Short bio

Xiyue Zhang (Pronounced: Shee-you-eh Jahng - or, feel free to call me Ciel/Cielle) is a Lecturer (Assistant Professor) in the School of Computer Science at the University of Bristol. Her current research mainly focuses on trustworthy deep learning, formal modelling and verification. Previously, she was a postdoctoral research associate working with Prof. Marta Kwiatkowska in the Department of Computer Science at the University of Oxford (2022-2024). She received her Ph.D. (2022) in Applied Mathematics, advised by Prof. Meng Sun, and her B.Sc. (2017) in Information and Computing Science from the Peking University.

Recruitment

I am looking for motivated Ph.D. students with a strong interest in formal verification or empirical analysis of data-driven models and systems. Ideal candidates will have a background in computer science or a closely related field. Scholarships are available for both home and international students, including those at the University-level, Faculty-level, CDTs, CSC, and others. Feel free to email me if you’d like to discuss further!

News

  • [November 2024 - Talk]: I am honoured to present an inaugural talk on Neural Network Certification to kick off the Trustworthy Systems Lab (TSL) seminar series at the University of Bristol.
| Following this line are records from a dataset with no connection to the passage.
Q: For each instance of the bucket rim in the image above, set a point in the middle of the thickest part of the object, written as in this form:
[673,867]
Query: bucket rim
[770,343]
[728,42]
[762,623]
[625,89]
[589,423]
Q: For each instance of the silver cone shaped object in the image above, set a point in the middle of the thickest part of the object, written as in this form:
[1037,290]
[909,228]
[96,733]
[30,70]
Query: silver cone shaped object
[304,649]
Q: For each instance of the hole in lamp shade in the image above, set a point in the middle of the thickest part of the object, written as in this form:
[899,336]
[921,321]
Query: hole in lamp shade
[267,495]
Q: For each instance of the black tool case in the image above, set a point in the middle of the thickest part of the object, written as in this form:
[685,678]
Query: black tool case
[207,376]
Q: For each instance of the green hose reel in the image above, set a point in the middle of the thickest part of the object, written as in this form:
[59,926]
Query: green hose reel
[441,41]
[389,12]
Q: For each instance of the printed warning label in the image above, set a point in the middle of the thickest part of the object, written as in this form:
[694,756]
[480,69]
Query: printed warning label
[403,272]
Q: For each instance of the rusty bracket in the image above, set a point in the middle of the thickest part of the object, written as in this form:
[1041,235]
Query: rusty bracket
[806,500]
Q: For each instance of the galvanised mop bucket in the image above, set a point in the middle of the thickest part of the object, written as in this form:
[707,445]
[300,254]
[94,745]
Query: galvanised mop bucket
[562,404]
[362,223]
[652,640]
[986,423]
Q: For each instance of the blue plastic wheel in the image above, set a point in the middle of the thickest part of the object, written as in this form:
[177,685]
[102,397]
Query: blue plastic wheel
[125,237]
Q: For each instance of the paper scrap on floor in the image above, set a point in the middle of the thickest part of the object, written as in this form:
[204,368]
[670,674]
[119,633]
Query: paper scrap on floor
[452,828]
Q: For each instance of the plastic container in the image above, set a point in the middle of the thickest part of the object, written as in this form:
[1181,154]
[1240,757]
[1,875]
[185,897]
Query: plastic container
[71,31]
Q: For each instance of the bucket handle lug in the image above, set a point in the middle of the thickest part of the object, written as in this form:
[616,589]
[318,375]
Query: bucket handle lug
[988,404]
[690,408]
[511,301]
Explore the seminar series here and join our Teams channel for more details. (Location: In-Person: Queens Building, Room 1.07 | Online: click the link here; Time: Wednesday 6th November, 12:00-13:00). This is an open group, so feel free to spread the word! To observe, participate in debates, or present, please reach out. Join our mailing list for weekly invitations and updates on future talks.
  • [August 2024 - Paper]: Our paper “FAST: Boosting Uncertainty-based Test Prioritization Methods for Neural Networks via Feature Selection” is accpeted by ASE 2024.
  • [July 2024 - Event]: I give a talk at SAIV 2024 speaking on preimage approximation-based neural network analysis.
  • [May 2024 - Paper]: Our paper “Automated Design of Linear Bounding Functions for Sigmoidal Nonlinearities in Neural Networks” is accpeted by ECML PKDD 2024.
  • [May 2024 - Event]: I present my work on neural network certification at Oxbridge Women in Computer Science Conference 2024.
  • [April 2024 - Event]: I give a talk at TACAS 2024 speaking on Preimage Approximation (Backward Analysis) for Neural Networks.
  • [December 2023 - Paper]: Our paper “Provable Preimage Under-Approximation for Neural Networks” is accpeted by TACAS 2024.
  • [October 2023 - Award]: I am selected as a DAAD AInet fellow for the Postdoc-NeT-AI 11/2023.
  • [August 2023 - Paper]: Our paper “Weighted Automata Extraction and Explanation of Recurrent Neural Networks for Natural Language Tasks” is accpeted by Journal of Logical and Algebraic Methods in Programming.
  • [August 2023 - Paper]: Our paper “When to Trust AI: Advances and Challenges for Certification of Neural Networks” is accepted by FedCSIS 2023.
  • [August 2023 - Award]: I am selected as Future Digileader ‘23 by Digital Futures.
  • [April 2023 - Paper]: Our paper “Using Z3 for Formal Modeling and Verification of FNN Global Robustness” is accpeted by SEKE 2023.
  • [December 2022 - Paper]: Our paper “kProp: Multi-Neuron Relaxation Method for Neural Network Robustness Verification” is accpeted by FSEN 2023.
  • [October 2022 - News]: I will serve on the Program Committee of TASE’23, to be held in Bristol, UK, on 04-06 July 2023. Welcome submissions!
  • [September 2022 - Event]: I give a talk at the ICTAC 2022 conference speaking on A Unifying Logical Framework for Neural Networks.
  • [August 2022 - Paper]: Our paper “Towards a Unifying Logical Framework for Neural Networks” is accepted by ICTAC 2022.
  • [June 2022 - Paper]: Our paper “Extracting Weighted Finite Automata from Recurrent Neural Networks for Natural Languages” is accpeted by ICFEM 2022.